- Interactive map of Ordrup Cemetery

Details
- Established: 1892
- Location: Ordrup, Gentofte Municipality Copenhagen
- Country: Denmark
- Coordinates: 55°43′54″N 12°33′33″E﻿ / ﻿55.73167°N 12.55917°E
- Type: Municipal
- Owned by: Gentofte Municipality
- Size: 5.74 ha (14.2 acres)

= Ordrup Cemetery =

Cemetery in Copenhagen, Denmark

Ordrup Cemetery (Danish: Ordrup Kirkegård) is a cemetery in Ordrup in the northern suburbs of Copenhagen, Denmark.
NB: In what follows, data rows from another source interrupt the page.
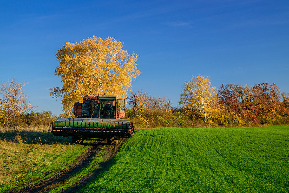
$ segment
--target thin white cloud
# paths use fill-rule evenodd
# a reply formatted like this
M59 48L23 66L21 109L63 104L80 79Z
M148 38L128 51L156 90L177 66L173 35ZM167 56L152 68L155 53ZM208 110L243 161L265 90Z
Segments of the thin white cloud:
M170 26L175 27L188 25L190 25L190 23L184 22L183 21L178 21L166 22L164 23L164 24L165 25L167 25Z

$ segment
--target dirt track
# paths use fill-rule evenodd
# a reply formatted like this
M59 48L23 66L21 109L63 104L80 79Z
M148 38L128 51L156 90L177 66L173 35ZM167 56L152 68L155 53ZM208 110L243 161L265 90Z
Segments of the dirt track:
M116 146L108 145L106 141L99 141L97 143L93 144L91 147L79 156L69 166L60 171L57 175L49 177L20 190L10 190L10 192L32 193L48 190L55 187L55 185L58 184L61 185L73 174L85 167L97 152L100 150L106 151L107 153L103 161L100 164L96 169L71 186L65 190L63 190L61 192L64 193L75 192L95 178L109 165L112 163L113 158L116 153L119 151L126 139L126 138L125 138L121 140Z

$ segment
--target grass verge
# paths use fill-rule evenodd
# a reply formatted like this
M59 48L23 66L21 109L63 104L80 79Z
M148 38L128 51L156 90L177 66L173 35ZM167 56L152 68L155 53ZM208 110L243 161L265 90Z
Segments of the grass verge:
M142 130L79 192L288 192L289 127Z
M18 189L56 174L90 146L71 144L70 138L55 136L47 130L0 131L0 192Z

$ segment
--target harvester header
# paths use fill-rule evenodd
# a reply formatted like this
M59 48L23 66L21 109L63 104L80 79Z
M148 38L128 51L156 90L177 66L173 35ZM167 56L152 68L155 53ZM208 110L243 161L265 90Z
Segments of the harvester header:
M82 103L75 103L76 118L58 118L49 131L55 136L72 136L73 142L82 143L87 138L106 139L117 144L122 138L134 136L133 123L125 118L125 100L114 95L83 95Z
It is the principal cemetery for the districts of Skovshoved, Ordrup, and Charlottenlund in the parishes of Ordrup and Skovshoved.

==History==
The cemetery was created in 1892. The first burial took place on 22 July 1892. Gudmund Nyeland Brandt was gardener at the cemetery from 1901 to 1927. It was expanded in 1945.

==Chapel==
The chapel was designed by Edvard Thomsen. The relief above the main entrance was created by Einar Utzon-Frank.

==Buildings==
The chapel was designed by Andreas Clemmensen and completed in 1914. It has now been closed due to limited use.